Kaşıkçı yine bir gün ormana odun toplamaya gitmiş. Kaşık yapmak için uygun odun ararken yerde yatan bir tilki görmüş. Tilkinin kendisini görünce korkup kaçacağını sanmış ama tilki yerinden bile kıpırdamamış. Zavallı tilki meğer sakatmış. Kaşıkçı, bu garip ne yiyip ne içiyor diye merak etmiş.
Bir ağacın arkasına saklanarak olup bitenleri izlemeye başlamış. Derken bir aslan, ağzında etle gelmiş ve bu eti tilkinin önüne bırakmış. Tilki, aslanın getirdiklerini yedikten sonra uyumaya başlamış. Bu durum kaşıkçının çok hoşuna gitmiş. Bir plan yapmış. Tilki gibi olmaya karar vermiş. Köyün ortasına oturmuş ve birilerinin ona yardım etmesini beklemiş, ama kimse onunla ilgilenmemiş.
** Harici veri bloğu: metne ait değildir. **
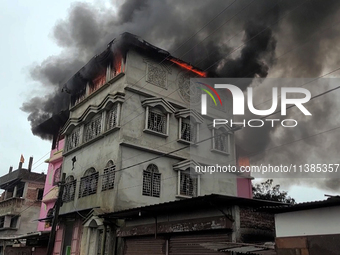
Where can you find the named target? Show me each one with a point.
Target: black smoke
(262, 38)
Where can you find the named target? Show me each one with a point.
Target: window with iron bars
(108, 181)
(188, 184)
(221, 140)
(56, 176)
(69, 189)
(93, 128)
(88, 183)
(73, 139)
(157, 121)
(151, 181)
(111, 118)
(188, 130)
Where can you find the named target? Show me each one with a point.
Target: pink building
(51, 187)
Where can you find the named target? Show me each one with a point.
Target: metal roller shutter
(144, 246)
(190, 244)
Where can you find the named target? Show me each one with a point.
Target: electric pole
(56, 215)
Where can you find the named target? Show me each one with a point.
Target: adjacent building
(19, 206)
(310, 228)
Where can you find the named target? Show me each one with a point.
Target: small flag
(22, 159)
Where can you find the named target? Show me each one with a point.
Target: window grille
(56, 177)
(73, 139)
(151, 181)
(112, 118)
(188, 185)
(69, 189)
(88, 183)
(157, 121)
(93, 128)
(109, 176)
(188, 130)
(221, 140)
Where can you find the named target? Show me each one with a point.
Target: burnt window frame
(109, 175)
(88, 183)
(69, 189)
(152, 178)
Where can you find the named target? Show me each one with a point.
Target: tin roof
(331, 201)
(242, 248)
(191, 204)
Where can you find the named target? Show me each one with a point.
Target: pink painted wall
(55, 162)
(244, 186)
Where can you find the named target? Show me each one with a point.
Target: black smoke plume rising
(265, 29)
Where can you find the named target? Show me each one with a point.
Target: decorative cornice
(185, 164)
(185, 113)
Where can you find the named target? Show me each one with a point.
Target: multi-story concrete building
(133, 139)
(19, 207)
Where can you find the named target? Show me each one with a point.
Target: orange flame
(188, 67)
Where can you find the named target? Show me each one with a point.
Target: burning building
(131, 141)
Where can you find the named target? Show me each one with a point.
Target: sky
(27, 40)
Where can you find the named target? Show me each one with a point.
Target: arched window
(69, 189)
(109, 176)
(151, 181)
(88, 183)
(157, 120)
(93, 128)
(221, 141)
(188, 184)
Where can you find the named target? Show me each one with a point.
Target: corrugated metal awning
(243, 248)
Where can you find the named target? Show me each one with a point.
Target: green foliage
(266, 191)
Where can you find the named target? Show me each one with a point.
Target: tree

Günlerden bir gün, yaşlı bir adam köyde gezerken kaşıkçıya rastlamış. Ona, köyün ortasında niye boş boş oturduğunu sormuş. Kaşıkçı, ihtiyara ormanda gördüklerini anlatmış. Yaşlı adam bu durum karşısında kaşıkçıya şöyle bir öğüt vermiş:
— Tilkiyi örnek alıp böyle boş boş oturmak yerine, aslanı örnek alıp hem kendine hem başkalarına yardımın dokunsa daha iyi olmaz mı, demiş.
Bu sözler üzerine aklı başına gelen kaşıkçı, eski işine dönmüş. Ama bu sefer hem kendi için ekmek parası kazanmaya hem de etrafındakilere yardım etmeye başlamış.